Il ne résulte par ailleurs d’aucun élément du dossier que les« prélèvements » de carburant par les salariés auraient constitué une pratique habituelle dans l’entreprise.
Au contraire aucun des salariés entendus dans le cadre de l’enquête de gendarmerie n’a confirmé les affirmations purement gratuites de Monsieur Y, ni laissé entendre que l’employeur aurait toléré de tels prélèvements.
Eu égard à la répétition des faits sur une longue période, la cour estime par conséquent, avec les premiers juges, que les faits caractérisent une violation grave des obligations de probité et de loyauté pesant sur le salarié rendant impossible le maintien de celui-ci dans l’entreprise.
Le jugement sera par conséquent confirmé en ce qu’il a dit et jugé que le licenciement reposait sur la faute grave du salarié privative des indemnités de rupture.
Sur la demande d’annulation du licenciement
Ainsi qu’il en est justifié, la caisse de Mutualité sociale agricole a refusé le 4 mai 2012 de prendre en charge la rechute d’accident du travail déclarée le 30 mars 2012, et il n’est pas établi, ni même allégué, que cette décision a été contestée par l’assuré.
À la date du licenciement Monsieur Y était donc en arrêt de travail pour maladie de droit commun, de sorte que l’employeur était en droit de rompre le contrat de travail pour un motif étranger à la maladie, ce qui est incontestablement le cas en l’espèce puisque le licenciement disciplinaire est fondé sur des faits commis au cours des années 2010 et 2011.
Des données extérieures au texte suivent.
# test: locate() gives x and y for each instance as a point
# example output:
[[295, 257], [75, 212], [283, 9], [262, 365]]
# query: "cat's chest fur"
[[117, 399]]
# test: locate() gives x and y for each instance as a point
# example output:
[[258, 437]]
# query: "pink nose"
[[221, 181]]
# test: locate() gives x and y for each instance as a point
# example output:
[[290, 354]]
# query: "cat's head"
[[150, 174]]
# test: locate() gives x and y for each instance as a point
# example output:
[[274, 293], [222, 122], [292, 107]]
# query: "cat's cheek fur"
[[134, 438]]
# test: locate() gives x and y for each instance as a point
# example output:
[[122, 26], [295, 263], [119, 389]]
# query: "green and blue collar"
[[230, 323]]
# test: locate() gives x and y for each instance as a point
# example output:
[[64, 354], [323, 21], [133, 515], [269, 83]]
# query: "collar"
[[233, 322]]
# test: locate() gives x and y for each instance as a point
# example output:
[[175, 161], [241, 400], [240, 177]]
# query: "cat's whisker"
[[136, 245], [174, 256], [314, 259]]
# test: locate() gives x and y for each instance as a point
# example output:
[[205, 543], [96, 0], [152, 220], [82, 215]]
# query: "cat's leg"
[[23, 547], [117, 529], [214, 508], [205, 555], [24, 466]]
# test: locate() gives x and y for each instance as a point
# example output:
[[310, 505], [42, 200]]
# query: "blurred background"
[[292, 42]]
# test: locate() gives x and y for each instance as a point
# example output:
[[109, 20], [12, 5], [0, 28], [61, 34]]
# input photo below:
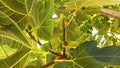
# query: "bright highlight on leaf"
[[59, 33]]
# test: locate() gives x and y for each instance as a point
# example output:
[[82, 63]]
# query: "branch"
[[33, 38], [110, 13], [47, 65]]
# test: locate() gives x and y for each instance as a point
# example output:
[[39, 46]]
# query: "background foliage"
[[84, 33]]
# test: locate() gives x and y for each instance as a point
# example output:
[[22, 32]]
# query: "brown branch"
[[110, 13], [60, 56], [49, 64], [33, 38], [64, 38]]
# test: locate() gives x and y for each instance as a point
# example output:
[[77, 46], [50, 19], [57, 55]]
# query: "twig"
[[64, 38], [33, 38], [49, 64]]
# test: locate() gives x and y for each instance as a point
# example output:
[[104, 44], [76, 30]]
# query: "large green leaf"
[[13, 29], [15, 60], [87, 55], [13, 36], [17, 10], [41, 14], [86, 3], [15, 6]]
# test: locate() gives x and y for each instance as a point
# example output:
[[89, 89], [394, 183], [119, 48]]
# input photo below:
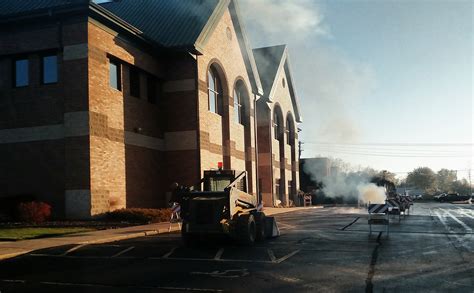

En toute hypothèse, à supposer que le salarié ait pu bénéficier de la protection instituée par les articles L. 1226 '7 à L. 1226 '9 du code du travail pour la période comprise entre la déclaration de rechute d’accident du travail et la décision de refus de prise en charge, le licenciement valablement prononcé pour faute grave ne serait pas illicite.
Le jugement sera par conséquent également confirmé en ce qu’il a débouté le salarié de sa demande d’annulation du licenciement.
Sur les demandes formées par la société A C
Ni particulièrement téméraire, ni inspirée par la malveillance l’action engagée par Monsieur Y ne saurait ouvrir droit à dommages et intérêts pour procédure abusive.
L’équité commande en revanche de faire application en cause d’appel de l’article 700 du code de procédure civile au profit de la société intimée.
*
* *
PAR CES MOTIFS
LA COUR,
Statuant contradictoirement par mise à disposition au greffe, les parties en ayant été avisées dans les conditions prévues au deuxième alinéa de l’article 450 du code de procédure civile et après en avoir délibéré conformément à la loi,
Confirme le jugement déféré en toutes ses dispositions, sauf à préciser que la demande en nullité du licenciement est rejetée,
Y ajoutant :
dit n’y avoir lieu à dommages et intérêts pour procédure abusive,
condamne M. D Y à payer à la SA A C une indemnité de 800 € au titre de l’article 700 du code de procédure civile,
Condamne M. D Y aux entiers dépens de première instance et d’appel.